Nonemployer firms—establishments without employees on payroll—are a dynamic and growing part of the U.S. economy. The number of nonemployer firms has grown during the last two decades and represents 81 percent of all small businesses. Nonemployer firms are sources of primary and supplemental income for 17 percent of American workers, which underscores the importance of understanding the financial characteristics of these firms and their owners.
In this report, we find that, despite being a key income source for their owners, these firms face acute profitability and financing challenges. Our key findings include:
- Nonemployer firms are an important income source for their owners. Nearly two-thirds of nonemployer firms (63%) serve as the primary source of income for their owner(s).
- One in 5 nonemployer firms was started because the owner lacked other employment options.
- Despite their owners’ reliance on the firm for income, a majority of nonemployer firms are either unprofitable or are operating at break even.
- One in 4 nonemployers anticipates hiring employees in the future.
- Nonemployer firms seeking capital face significant obstacles, with more than half experiencing financing shortfalls.
The 2019 Report on Nonemployer Firms provides an in-depth look at the financial experiences and challenges of nonemployers. Fielded in Q3 and Q4 2018, the survey yielded 5,841 responses from nonemployer firms, businesses in the 50 states and the District of Columbia that have no full- or part-time employees.

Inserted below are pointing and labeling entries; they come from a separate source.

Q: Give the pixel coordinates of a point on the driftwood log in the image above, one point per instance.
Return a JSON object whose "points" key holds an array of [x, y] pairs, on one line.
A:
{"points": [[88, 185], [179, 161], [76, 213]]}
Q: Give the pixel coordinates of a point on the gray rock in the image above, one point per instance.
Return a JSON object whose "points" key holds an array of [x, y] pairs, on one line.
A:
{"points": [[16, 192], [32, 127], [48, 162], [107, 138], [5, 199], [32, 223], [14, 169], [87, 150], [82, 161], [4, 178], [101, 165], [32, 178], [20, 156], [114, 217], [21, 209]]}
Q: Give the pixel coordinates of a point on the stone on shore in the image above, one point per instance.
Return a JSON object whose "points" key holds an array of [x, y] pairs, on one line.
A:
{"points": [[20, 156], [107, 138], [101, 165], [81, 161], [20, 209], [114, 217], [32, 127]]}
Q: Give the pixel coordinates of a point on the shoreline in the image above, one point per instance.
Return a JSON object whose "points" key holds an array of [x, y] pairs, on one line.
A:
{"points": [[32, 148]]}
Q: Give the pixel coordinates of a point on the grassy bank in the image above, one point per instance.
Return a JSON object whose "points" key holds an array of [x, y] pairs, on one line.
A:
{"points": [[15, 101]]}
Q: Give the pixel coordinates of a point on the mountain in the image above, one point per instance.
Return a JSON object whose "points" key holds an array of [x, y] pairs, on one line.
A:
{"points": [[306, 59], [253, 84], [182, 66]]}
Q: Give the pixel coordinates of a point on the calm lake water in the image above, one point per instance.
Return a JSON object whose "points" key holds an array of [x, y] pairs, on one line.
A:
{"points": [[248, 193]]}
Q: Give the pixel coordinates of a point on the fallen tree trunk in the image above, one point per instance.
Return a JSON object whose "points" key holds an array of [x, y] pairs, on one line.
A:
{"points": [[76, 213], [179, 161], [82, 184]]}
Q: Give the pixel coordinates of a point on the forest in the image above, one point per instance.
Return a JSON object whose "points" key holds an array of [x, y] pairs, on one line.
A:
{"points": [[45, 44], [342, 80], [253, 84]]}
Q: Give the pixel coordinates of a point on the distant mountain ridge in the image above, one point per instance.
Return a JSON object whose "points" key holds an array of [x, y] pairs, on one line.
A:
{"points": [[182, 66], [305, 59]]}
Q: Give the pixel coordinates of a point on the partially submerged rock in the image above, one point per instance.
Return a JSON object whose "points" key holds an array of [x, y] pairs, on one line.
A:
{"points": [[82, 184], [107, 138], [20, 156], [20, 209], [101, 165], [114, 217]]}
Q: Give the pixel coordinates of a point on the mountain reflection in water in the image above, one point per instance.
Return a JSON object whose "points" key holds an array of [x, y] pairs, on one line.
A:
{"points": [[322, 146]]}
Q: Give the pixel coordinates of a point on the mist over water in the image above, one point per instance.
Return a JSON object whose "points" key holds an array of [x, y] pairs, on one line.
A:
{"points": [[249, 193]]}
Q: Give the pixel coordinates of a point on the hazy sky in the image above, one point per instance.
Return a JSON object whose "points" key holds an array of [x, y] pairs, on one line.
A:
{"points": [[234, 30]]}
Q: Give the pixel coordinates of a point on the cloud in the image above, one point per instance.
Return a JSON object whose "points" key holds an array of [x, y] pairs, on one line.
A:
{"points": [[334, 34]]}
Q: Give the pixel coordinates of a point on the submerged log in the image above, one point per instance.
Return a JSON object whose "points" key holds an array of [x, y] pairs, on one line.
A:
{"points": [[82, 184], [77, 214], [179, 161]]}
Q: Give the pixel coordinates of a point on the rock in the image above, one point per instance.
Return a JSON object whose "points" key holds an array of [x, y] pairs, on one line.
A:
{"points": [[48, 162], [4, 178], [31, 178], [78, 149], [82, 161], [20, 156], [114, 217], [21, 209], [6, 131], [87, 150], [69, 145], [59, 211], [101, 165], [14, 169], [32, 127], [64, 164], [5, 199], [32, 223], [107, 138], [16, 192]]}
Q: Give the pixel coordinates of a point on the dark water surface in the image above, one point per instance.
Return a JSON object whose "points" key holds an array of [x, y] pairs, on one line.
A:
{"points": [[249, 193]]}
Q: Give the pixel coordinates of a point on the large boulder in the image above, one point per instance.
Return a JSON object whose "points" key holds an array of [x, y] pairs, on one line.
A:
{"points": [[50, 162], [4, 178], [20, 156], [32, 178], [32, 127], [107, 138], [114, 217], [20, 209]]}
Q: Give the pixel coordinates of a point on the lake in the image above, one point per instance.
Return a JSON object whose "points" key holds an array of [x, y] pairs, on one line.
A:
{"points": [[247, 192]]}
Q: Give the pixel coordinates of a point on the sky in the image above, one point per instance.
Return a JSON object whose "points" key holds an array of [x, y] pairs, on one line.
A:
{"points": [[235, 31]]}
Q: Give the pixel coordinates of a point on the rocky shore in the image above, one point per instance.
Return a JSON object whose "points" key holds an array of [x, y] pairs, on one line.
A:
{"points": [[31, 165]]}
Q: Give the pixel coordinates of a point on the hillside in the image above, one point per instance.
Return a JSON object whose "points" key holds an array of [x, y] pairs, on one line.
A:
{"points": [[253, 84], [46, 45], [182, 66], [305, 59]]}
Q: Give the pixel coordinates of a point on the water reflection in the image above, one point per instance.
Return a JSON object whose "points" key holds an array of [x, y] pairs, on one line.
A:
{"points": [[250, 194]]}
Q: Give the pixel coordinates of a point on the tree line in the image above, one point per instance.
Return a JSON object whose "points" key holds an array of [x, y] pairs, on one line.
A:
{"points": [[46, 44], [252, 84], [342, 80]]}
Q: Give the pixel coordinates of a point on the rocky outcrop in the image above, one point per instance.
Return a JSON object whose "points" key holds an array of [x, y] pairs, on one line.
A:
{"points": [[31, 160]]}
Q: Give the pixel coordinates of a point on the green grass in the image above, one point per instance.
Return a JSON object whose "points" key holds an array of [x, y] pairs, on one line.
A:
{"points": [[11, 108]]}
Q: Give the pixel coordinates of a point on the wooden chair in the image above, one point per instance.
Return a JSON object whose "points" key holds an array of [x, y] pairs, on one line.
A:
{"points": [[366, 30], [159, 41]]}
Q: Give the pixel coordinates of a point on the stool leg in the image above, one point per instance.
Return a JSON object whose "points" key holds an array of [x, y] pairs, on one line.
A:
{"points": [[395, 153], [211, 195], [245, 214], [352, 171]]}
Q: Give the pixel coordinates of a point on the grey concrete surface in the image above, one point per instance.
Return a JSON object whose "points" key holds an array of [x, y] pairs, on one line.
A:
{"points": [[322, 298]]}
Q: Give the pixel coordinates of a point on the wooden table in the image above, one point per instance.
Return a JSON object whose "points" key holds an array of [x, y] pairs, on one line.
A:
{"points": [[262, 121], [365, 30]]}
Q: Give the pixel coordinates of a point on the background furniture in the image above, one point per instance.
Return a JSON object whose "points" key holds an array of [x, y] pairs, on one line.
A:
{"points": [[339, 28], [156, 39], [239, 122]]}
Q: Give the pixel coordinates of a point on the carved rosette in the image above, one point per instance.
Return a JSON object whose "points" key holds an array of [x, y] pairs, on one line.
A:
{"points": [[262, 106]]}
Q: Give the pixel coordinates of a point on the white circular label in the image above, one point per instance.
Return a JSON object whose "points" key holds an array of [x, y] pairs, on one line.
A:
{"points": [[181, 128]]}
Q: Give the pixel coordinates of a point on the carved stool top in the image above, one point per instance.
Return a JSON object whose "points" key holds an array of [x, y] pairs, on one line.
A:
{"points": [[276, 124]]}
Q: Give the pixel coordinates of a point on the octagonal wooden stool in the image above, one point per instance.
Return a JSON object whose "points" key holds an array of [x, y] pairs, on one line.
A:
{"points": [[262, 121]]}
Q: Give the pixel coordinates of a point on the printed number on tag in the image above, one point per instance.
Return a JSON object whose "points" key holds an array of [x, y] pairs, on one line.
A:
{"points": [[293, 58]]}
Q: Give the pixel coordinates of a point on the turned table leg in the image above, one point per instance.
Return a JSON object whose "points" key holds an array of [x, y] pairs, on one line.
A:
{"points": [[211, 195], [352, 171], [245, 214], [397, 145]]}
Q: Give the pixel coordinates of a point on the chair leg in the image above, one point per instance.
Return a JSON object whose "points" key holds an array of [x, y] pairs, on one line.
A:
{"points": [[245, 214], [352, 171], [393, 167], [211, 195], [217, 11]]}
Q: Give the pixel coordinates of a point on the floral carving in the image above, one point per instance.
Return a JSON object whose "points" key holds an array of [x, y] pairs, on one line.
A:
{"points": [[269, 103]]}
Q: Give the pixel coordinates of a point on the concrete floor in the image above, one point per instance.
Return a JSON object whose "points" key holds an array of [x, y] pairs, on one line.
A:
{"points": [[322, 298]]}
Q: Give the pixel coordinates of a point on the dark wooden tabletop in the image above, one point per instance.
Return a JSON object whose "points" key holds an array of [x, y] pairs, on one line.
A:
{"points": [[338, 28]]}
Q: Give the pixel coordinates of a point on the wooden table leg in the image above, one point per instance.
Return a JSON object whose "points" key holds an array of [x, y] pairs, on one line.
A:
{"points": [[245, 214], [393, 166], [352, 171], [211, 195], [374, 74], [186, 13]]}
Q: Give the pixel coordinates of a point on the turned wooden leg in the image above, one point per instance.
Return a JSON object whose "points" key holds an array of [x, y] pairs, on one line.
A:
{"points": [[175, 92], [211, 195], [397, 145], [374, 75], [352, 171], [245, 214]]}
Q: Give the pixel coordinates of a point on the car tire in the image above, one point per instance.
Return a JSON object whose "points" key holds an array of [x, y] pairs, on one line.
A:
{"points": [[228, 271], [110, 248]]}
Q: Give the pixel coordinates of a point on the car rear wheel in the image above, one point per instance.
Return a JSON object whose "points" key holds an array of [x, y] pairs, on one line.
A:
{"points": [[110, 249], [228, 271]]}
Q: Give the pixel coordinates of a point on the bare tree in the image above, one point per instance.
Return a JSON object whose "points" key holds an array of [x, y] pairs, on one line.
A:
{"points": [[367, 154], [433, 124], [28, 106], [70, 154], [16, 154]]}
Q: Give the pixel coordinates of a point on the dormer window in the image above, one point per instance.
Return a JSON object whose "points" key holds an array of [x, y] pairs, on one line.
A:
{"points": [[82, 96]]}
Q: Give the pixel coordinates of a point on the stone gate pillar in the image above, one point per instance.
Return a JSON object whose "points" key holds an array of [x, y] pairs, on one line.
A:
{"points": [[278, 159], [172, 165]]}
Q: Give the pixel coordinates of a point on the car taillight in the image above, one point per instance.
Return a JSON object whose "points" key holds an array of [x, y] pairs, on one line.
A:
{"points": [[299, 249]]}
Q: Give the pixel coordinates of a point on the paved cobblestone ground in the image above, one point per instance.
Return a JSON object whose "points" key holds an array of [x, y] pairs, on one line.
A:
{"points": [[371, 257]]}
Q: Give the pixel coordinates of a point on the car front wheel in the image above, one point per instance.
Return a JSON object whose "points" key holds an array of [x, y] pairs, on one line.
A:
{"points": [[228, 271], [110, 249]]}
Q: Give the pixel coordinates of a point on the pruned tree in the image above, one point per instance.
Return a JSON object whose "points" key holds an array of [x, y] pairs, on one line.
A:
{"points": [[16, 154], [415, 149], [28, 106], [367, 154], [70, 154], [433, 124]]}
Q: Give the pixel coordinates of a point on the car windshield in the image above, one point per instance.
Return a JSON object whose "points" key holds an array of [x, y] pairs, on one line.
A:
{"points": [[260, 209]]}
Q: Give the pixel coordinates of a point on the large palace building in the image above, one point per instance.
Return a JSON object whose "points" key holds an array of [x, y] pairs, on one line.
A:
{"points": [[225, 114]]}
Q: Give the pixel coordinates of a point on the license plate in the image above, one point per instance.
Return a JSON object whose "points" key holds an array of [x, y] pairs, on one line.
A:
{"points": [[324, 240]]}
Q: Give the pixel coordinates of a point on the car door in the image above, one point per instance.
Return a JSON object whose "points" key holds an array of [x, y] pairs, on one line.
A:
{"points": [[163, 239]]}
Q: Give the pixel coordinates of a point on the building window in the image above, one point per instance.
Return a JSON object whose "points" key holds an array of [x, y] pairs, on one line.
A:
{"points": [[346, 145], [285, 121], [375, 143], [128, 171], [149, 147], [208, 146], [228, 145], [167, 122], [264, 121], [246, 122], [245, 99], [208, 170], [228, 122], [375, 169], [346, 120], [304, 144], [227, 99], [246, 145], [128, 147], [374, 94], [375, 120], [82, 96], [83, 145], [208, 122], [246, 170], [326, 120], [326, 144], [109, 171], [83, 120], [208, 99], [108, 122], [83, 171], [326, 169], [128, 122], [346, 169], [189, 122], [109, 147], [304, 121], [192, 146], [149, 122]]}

The report is a deep-dive into five different categories of nonemployer firms based on the nature of their work, including "supplemental work" where the business is not the owner's primary source of income; "contract work" where firms are working as independent contractors or 1099 workers where the business is the owner's primary source of income and the owner has no plans to hire; "stable nonemployer" where the business is the owner's primary source of income and the owner has no plans to hire; "early-stage potential employer" where the firm is two years or younger with plans to add employees in the next 12 months; and "late-stage potential employer" where the firm is older than two years with plans to add employees in the next 12 months.